Donaldson applied 3A criteria to the internal welds and crevices on the inside of its filter housings to lower the probability of bacteria remaining after backflushing. Engineers also applied an electroplated surface finish that reduces pores to less than 32 micro-inches (1 micro-inch equals one-millionth of an inch), according to Colter Marcks, lead development engineer. Even less porosity is possible, “but smoother isn’t always better,” he cautions.
“When a surface gets too smooth, microscopic electro-adhesion forces can come into play,” Marcks explains.
Hands-free handling
Regardless of how clean a piece of equipment is at the beginning of a shift, a degree of contamination during production is almost inevitable. Swab tests can provide limited assurance that pathogens are not present, but product sampling generates a more representative picture.
Sixty discreet samples per hour result in a 95.6 percent detection level, according to AJ Naber, food & beverage industry manager at Sentry Equipment Co. in Oconomowoc, Wis. Pulling that many samples would be a full-time job, though, and the opportunity for sample contamination would likely result in some false positives. Automated sampling resolves the problem, Naber says, but until recently only aqueous sampling devices were available.
That changed with the introduction of Sentry’s HRX strip sampler for free-flowing materials. UHMW or PTFE seals and 316 stainless in all food-contact areas help minimize the potential for bacterial build-up, and a bottle brush is sufficient for cleaning if there isn’t any build up of oily meal or other nutrients.
“Bakers are worried about FSMA,” Naber observes. “They were looking for an automated sampling solution that would remove the human element. Our probes could do the sampling, but not into risk zones, downstream from the kill step.”
Sentry considered standards from 3A and EHEDG, 3A’s European counterpart, but the OpX design standard provided the greatest guidance. “It allowed us to look at a harmonized standard,” he says, “and it was developed with the voice of CPGs, which is the voice of our target customers.”

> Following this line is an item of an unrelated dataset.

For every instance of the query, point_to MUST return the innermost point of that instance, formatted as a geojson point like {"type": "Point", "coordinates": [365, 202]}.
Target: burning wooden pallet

Eliminating human contact not only is a hygiene consideration, it’s a driver of some of the automotive solutions being introduced. A tortilla manufacturer who wanted to remove enzymes and preservatives to attain a clean label asked Robert Reiser & Co. to automate the infeed to Reiser’s vacuum packaging machine. That spurred collaboration with JLS Automation for a pick-and-place robotic system to stack incoming tortillas.
Lowering lifecycle costs is a residual benefit of sanitary design, which typically results in easier maintenance and quicker cleaning and return to production. Instead of waiting for OEMs to develop a solution, some food companies are proactively investigating hygienic improvements, according to Darin Zehr, general manager of Commercial Food Sanitation LLC, New Orleans.
When attempting to identify flaws in their equipment’s sanitary design, “the ability for an OEM or plant engineer to pull in the people who work with the equipment is where there is a gap,” Zehr observes. He advocates a team approach that includes sanitation workers, quality assurance personnel and, especially, operators.
To illustrate his point, he cites the example of Richie, a 35-year employee at a food company whose formal education ended in the ninth grade but whose familiarity with a filling machine exceeded that of the OEM’s people. Richie flagged access to seal heads as a hygienic flaw. Design changes resulted in quicker, safer removal of the heads, an improvement the OEM incorporated in all its fillers.
“The principles of sanitary design are the key, but also the principle of engaging the operators,” says Zehr.
FSMA growing pains have produced a sometimes-agonizing reappraisal of many aspects of food and beverage production. Sanitary design is part of that critical evaluation, but the long-term affect can include reduced operating costs, as well as enhanced food safety.